Зачем они с таким упорством вовлекают в свою деятельность людей, авторитетных в своих областях? — задается вопросом Г. И. Абелев. И дает свой достаточно глубокий ответ. Конечно, не для «информаторства», в этом у них недостатка нет и не будет, и для этого им не надо тратить столько сил и искусства. Тогда зачем? «Во-первых, для надежного контроля над поведением этого человека. Во-вторых, для полного, изнутри, подчинения его себе (т. е. КГБ), для разрушения его как личности, лишения его собственного достоинства, без чего нет индивидуальности с ее нестандартным, неконтролируемым, а потому нежелательным поведением. Просто если человек, уважаемый и авторитетный, дал расписку о добровольном сотрудничестве, имеет псевдоним, периодически отчитывается на явочных квартирах, да еще и получает плату в прямой или непрямой форме, — он перестает быть самим собой, у него отнято право на личные отношения, на тайну этих отношений, на дружбу, на доверие людей, на неприкосновенность внутреннего мира, на свободу мнений и поведения.

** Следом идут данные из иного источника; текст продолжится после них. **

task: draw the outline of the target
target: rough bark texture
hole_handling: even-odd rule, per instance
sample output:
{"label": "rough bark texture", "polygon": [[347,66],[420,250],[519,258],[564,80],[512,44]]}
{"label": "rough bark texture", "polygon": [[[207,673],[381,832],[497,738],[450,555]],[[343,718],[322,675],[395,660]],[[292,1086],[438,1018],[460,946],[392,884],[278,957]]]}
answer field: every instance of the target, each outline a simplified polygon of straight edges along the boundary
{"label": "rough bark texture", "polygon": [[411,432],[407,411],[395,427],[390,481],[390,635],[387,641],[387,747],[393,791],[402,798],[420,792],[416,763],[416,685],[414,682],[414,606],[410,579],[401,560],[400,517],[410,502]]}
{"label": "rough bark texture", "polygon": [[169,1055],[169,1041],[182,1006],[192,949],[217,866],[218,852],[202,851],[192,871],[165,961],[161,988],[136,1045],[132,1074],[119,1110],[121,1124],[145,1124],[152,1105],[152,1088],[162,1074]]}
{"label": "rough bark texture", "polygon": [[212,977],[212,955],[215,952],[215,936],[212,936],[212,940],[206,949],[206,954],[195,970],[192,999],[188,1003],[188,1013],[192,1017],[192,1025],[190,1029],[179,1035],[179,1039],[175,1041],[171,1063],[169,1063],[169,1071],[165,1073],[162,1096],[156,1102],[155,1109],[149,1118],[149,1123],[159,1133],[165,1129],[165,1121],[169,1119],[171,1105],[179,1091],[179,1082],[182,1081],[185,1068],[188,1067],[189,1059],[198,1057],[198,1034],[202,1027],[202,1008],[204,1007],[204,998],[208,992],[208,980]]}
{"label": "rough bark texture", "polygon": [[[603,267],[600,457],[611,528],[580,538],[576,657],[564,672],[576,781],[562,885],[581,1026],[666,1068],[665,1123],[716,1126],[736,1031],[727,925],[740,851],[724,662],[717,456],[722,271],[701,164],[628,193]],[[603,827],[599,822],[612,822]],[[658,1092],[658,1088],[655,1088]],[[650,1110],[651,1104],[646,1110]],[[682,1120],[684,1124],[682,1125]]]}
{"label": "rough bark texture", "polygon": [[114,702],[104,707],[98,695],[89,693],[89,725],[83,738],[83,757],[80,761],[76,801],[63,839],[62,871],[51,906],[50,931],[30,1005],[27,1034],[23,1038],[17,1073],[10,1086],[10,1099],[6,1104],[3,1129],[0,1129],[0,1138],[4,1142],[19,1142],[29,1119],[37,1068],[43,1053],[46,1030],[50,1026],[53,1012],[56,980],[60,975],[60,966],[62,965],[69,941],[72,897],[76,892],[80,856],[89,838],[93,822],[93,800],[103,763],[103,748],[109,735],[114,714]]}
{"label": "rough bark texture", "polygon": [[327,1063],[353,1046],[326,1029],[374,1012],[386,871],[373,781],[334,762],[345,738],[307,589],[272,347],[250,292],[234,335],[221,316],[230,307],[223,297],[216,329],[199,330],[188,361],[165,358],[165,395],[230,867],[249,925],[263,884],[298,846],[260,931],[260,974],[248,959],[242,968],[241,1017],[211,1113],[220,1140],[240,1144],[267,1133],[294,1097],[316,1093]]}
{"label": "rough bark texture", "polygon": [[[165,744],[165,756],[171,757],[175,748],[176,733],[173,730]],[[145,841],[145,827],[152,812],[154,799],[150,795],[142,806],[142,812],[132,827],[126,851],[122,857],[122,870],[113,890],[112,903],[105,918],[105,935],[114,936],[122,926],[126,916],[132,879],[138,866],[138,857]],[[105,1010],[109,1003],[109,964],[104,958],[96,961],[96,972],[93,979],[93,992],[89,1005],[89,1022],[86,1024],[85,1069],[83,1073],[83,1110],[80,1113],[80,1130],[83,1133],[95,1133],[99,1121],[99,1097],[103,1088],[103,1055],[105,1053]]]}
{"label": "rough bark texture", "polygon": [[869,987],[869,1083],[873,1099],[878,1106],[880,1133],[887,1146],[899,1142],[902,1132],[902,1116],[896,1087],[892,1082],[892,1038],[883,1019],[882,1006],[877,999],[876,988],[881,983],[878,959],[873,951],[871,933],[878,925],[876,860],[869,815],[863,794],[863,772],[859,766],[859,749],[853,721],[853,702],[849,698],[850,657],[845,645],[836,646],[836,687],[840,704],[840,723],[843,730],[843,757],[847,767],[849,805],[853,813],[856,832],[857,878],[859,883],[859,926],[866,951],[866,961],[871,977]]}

Право же на свой внутренний мир, на личные отношения, на собственные взгляды, поступки (в пределах закона) и их неприкосновенность — неотъемлемое право человека, основа его личности и достоинства. Если оно отнято (на формально „добровольной основе“), то личность уродуется, разрушается, полностью контролируется „могущественной организацией“. <…> Такой человек может быть свободно допущен к ключевым позициям в обществе или спокойно выпущен за границу для своих деловых контактов. Если же у кого-то хватает твердости и упорства, чтобы уйти от сотрудничества, то он демонстрирует тем самым свою нелояльность, становится „не нашим“, его продвижение затормаживается, он лишается перспективы, его терпят до поры до времени и стараются без шума и скандала постепенно затереть».
Глава 6
XX век, почти с начала
Школа Кассирского — Воробьева:
учителя, ученики, сподвижники
[30]Когда товарищ Булгаков писал записки юного
недоросля врача, он написал это вполне литературным
и вместе с тем медицинским языком. Что ж тут худого?
Нам очень не хватает такой беллетристики.
«Что у больного — не знаю, но лечить умею». — Так говорил профессор Александр Николаевич Крюков, один из зачинателей отечественной гематологии и учитель И. А. Кассирского. Мы это сейчас отвергаем начисто, мы знаем, что делаем, и что у больного — тоже знаем.
«Но чтобы мазочки заговорили, они должны быть тонкими. На кафедре Крюкова существовал культ мазков. Их, естественно, в окрашенном виде приносили на суд профессору. Одна из сцен, многократно рассказанная И. А. Кассирским: врач Густерин принес А. Н. Крюкову поднос с препаратами больного. Профессор молча просмотрел одно стекло и брезгливо кинул его на пол. Взял второе, опустил тубус микроскопа и — опять на пол. Так полетели все стекла. Обескураженный доктор с обидой в голосе спросил, в чем же дело. И получил ответ: „Вашим препаратам место в сортире!“ — Грубо? — Нет!»
«Как могло оказаться, что <…> в костном мозге здоровых детей 15 % бластов? А ведь эта цифра была дана в учебниках, она вошла в международные публикации, хотя во всех других работах эта цифра не превышала 1 %. Ведь 15 % бластов — стопроцентный лейкоз. А дело обстояло очень просто: руководитель, откуда вышла эта цифра, сам в микроскоп не смотрел, <…> а сотрудник его выбирал места для счета потолще, так как клеток там больше и считать — быстрее. В толстом же месте лимфоцит от бласта можно и не отличить».
«Однажды пожилой больной хроническим миелолейкозом сказал Иосифу Абрамовичу: „Профессор, я ехал к Вам за тысячу километров, а Вы смотрели меня пять минут“. Иосиф Абрамович засмеялся и ответил: „Но ведь мне все было ясно уже через одну минуту, а остальные четыре ушли на то, чтобы Вы не обиделись“».
«Почему он никогда не ошибался? Он — морфолог. Он начал свою жизнь в Средней Азии, в кишлачной медицине. Диагноз брюшного тифа ставил на ходу — мимо идет и говорит: „А что у нас тут делает брюшняк?“».